Black Girl- On a Bike
21:46
Africa’s Daughter

  I used to collect rocks. I would dig right into the dirt as my Mother warned me that my hands would no longer be clean. She would describe the filth that was sure to collect under my fingernails if I continued and the worms that may sneak between my fingers. I would keep digging. On my windowsill there were forty rocks perfectly aligned. Each one aroused no call for alarm; they were gray, brown, and beige. These rocks were ordinary, yet not when they reached my windowsill. I had chosen them as the sun climbed onto my back in the sweltering break of afternoon and took the effort to wash them clean from the ground. I had freed them from the cover that had buried them beneath the marching of feet. They were no longer lowly.

19:28
Black on black.

   He was dressed in all black and his dog was just the same, a beautiful Labrador. The two of them were straggling through the gym with heavy feet and drowsy eyes. I could tell that they were sinking. As I looked away my muscles tightened and then released. I was working on the tone of my thighs.

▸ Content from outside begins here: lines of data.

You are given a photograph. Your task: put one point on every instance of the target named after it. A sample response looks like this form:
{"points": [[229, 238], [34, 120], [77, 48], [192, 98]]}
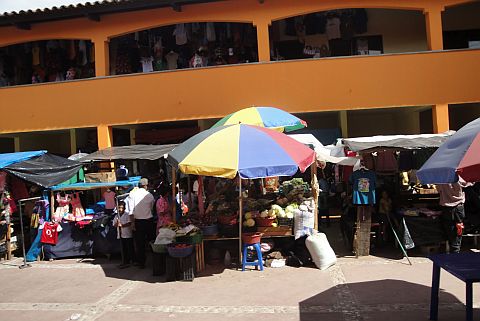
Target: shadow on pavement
{"points": [[380, 300]]}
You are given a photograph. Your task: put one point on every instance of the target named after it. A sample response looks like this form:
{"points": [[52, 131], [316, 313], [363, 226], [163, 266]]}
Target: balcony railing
{"points": [[311, 85]]}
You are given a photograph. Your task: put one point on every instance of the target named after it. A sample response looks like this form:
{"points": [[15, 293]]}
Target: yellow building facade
{"points": [[416, 83]]}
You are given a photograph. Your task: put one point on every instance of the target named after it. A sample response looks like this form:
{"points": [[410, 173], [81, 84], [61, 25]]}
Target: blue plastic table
{"points": [[465, 266]]}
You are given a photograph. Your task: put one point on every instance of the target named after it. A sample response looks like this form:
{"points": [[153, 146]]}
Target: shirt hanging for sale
{"points": [[364, 184], [50, 233], [109, 198], [180, 34], [147, 64]]}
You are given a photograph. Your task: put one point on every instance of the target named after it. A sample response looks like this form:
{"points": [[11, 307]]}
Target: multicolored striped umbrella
{"points": [[269, 117], [458, 156], [251, 151]]}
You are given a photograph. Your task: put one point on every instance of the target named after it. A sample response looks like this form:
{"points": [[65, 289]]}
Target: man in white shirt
{"points": [[452, 199], [139, 206]]}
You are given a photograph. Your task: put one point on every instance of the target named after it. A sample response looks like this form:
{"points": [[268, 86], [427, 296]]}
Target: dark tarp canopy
{"points": [[148, 152], [46, 170]]}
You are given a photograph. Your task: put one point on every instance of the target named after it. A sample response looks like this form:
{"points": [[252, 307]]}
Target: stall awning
{"points": [[132, 181], [323, 153], [45, 170], [12, 158], [396, 141], [148, 152]]}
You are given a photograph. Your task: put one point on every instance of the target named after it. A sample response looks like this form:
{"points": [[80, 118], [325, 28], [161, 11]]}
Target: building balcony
{"points": [[313, 85]]}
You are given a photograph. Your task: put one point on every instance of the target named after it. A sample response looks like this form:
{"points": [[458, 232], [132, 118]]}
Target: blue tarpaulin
{"points": [[12, 158], [132, 181]]}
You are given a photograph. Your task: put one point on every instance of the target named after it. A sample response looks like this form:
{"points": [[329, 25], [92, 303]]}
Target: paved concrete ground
{"points": [[370, 288]]}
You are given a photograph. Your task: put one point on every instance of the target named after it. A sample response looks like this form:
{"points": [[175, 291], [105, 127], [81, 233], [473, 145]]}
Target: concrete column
{"points": [[102, 57], [433, 20], [343, 118], [73, 141], [441, 121], [16, 143], [104, 136], [263, 39]]}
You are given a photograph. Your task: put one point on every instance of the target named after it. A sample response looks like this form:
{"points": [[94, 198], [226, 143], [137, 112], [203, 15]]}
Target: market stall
{"points": [[394, 160], [39, 168], [90, 234], [241, 152]]}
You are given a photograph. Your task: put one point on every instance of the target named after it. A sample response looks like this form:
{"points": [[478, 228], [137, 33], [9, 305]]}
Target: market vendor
{"points": [[452, 199], [139, 205]]}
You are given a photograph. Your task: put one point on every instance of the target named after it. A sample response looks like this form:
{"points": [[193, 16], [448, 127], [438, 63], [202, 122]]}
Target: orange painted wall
{"points": [[298, 86], [233, 11]]}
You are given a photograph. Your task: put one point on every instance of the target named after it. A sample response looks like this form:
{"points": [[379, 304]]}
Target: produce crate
{"points": [[190, 239], [285, 221], [275, 231], [103, 177]]}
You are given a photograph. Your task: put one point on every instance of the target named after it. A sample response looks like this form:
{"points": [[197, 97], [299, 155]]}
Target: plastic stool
{"points": [[259, 261]]}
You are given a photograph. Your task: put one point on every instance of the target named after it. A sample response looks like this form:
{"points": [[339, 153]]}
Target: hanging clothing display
{"points": [[332, 28], [364, 184], [180, 34], [211, 36], [82, 49], [147, 64], [3, 177], [109, 197], [172, 60], [77, 211], [35, 55], [50, 233], [62, 209]]}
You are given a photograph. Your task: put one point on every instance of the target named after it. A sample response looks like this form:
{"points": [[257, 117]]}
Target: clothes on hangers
{"points": [[364, 185], [62, 209], [109, 197], [50, 233], [78, 211]]}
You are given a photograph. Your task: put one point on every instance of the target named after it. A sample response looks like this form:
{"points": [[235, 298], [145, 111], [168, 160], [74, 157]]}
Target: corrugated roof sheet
{"points": [[35, 8], [82, 8]]}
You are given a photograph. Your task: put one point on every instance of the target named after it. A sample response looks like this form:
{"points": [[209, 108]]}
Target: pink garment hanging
{"points": [[62, 209], [78, 211], [201, 205]]}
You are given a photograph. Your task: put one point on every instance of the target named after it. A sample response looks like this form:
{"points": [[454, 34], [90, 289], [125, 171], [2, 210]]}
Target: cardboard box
{"points": [[103, 177], [275, 231]]}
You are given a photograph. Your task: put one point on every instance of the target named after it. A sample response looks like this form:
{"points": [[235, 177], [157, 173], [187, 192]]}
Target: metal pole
{"points": [[398, 240], [174, 196], [25, 264], [240, 216]]}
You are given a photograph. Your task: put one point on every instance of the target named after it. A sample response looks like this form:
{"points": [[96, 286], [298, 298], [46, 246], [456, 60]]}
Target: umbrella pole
{"points": [[240, 215], [174, 198], [189, 193], [315, 188]]}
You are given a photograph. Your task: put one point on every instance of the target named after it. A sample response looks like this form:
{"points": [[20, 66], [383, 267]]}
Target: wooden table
{"points": [[466, 267]]}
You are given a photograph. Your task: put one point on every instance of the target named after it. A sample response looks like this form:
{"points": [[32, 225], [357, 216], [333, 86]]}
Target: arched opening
{"points": [[348, 32], [185, 45], [46, 61], [461, 26]]}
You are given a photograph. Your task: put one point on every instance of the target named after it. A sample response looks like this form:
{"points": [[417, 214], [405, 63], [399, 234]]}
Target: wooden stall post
{"points": [[240, 215], [174, 198], [362, 231], [315, 190]]}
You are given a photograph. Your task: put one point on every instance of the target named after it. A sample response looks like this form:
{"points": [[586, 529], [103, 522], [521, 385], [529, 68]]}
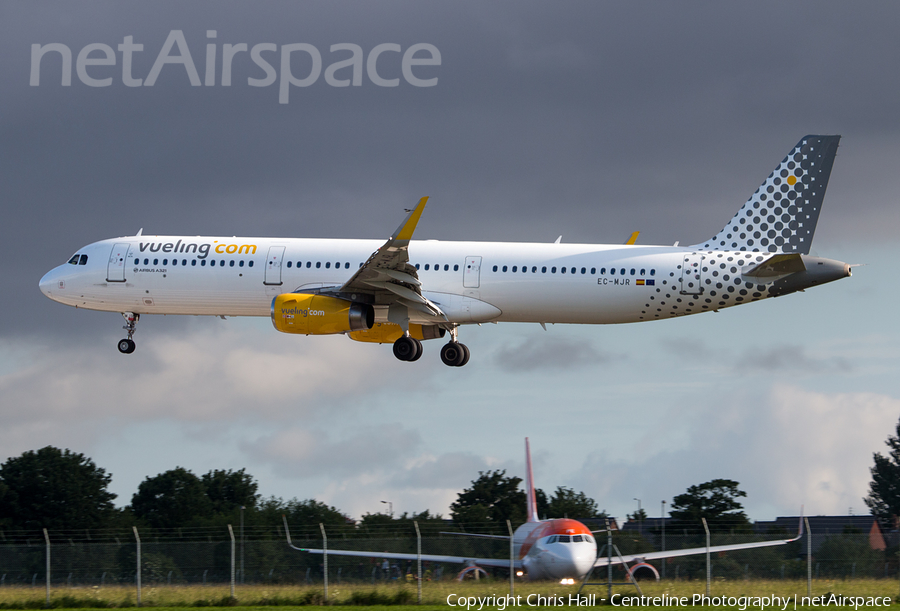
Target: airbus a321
{"points": [[404, 291], [562, 548]]}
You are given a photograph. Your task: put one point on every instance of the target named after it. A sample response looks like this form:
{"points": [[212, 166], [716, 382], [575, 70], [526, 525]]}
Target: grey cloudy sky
{"points": [[586, 119]]}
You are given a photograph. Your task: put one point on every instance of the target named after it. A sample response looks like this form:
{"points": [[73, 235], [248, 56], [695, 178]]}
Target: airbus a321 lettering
{"points": [[404, 291]]}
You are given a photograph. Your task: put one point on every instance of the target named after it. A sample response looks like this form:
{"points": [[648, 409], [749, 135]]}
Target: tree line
{"points": [[63, 490]]}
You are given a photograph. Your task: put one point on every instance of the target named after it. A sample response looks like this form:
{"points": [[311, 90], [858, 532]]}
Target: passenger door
{"points": [[115, 269]]}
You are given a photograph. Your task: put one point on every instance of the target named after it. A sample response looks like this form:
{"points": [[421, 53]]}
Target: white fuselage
{"points": [[470, 281]]}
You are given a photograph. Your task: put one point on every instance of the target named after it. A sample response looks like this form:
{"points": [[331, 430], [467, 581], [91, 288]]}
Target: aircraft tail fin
{"points": [[531, 499], [781, 216]]}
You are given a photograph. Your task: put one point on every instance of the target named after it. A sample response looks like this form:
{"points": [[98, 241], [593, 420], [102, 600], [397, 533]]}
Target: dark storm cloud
{"points": [[590, 121]]}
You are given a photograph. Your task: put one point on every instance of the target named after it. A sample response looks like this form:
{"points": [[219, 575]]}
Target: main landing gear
{"points": [[453, 353], [408, 348], [126, 346]]}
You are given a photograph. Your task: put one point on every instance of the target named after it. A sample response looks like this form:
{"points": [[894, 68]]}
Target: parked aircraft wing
{"points": [[604, 561], [401, 556]]}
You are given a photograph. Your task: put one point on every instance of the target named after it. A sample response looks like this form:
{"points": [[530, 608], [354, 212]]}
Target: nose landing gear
{"points": [[454, 354], [126, 346]]}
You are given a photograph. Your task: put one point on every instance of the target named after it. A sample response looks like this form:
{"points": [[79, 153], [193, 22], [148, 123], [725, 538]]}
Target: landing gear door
{"points": [[273, 266], [115, 269], [690, 274], [472, 273]]}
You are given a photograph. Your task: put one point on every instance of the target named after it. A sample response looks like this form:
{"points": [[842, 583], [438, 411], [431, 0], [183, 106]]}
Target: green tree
{"points": [[493, 497], [884, 489], [230, 490], [54, 489], [172, 499], [716, 501], [566, 503]]}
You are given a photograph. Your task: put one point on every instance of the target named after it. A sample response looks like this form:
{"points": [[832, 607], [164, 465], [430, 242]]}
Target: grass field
{"points": [[394, 596]]}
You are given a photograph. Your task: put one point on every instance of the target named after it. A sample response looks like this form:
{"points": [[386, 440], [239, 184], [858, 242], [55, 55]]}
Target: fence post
{"points": [[808, 558], [137, 575], [512, 561], [418, 559], [708, 567], [47, 539], [324, 559], [231, 534]]}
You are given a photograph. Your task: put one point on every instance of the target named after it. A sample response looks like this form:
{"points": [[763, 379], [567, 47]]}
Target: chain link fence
{"points": [[260, 556]]}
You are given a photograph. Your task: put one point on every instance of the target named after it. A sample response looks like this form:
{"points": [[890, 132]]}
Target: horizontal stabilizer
{"points": [[777, 265]]}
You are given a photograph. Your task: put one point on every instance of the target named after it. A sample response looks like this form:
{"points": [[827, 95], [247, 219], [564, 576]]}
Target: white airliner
{"points": [[562, 548], [405, 291]]}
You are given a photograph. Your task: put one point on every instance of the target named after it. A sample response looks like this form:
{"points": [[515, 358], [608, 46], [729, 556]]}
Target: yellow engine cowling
{"points": [[319, 315], [388, 333]]}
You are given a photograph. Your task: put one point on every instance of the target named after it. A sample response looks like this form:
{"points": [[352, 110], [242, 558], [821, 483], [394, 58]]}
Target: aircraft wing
{"points": [[604, 561], [389, 277], [498, 562]]}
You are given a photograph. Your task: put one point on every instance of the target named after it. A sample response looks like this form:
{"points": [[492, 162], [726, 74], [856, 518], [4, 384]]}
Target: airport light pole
{"points": [[640, 525]]}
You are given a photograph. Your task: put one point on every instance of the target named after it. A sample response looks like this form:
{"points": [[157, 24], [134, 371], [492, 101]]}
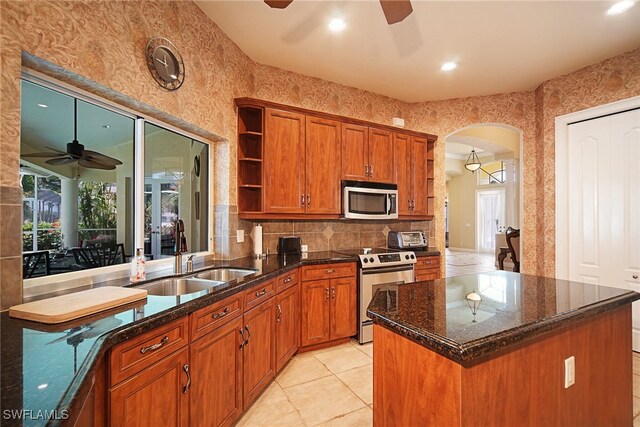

   I wondered how long the man had been blind. His cheeks were still pink as though he was not through with being a child. Up,down. Sigh. Sink. His head fell into his legs. The sweat on his thin arms was being unfair to him. He wanted to be strong.

The sun.

Outside there were groups of teenagers on their college tour. I’m tired. A girl collapsed on her friend. They had been walking through the campus with the help of a guide.

“It’s almost over Anne”, her mother said.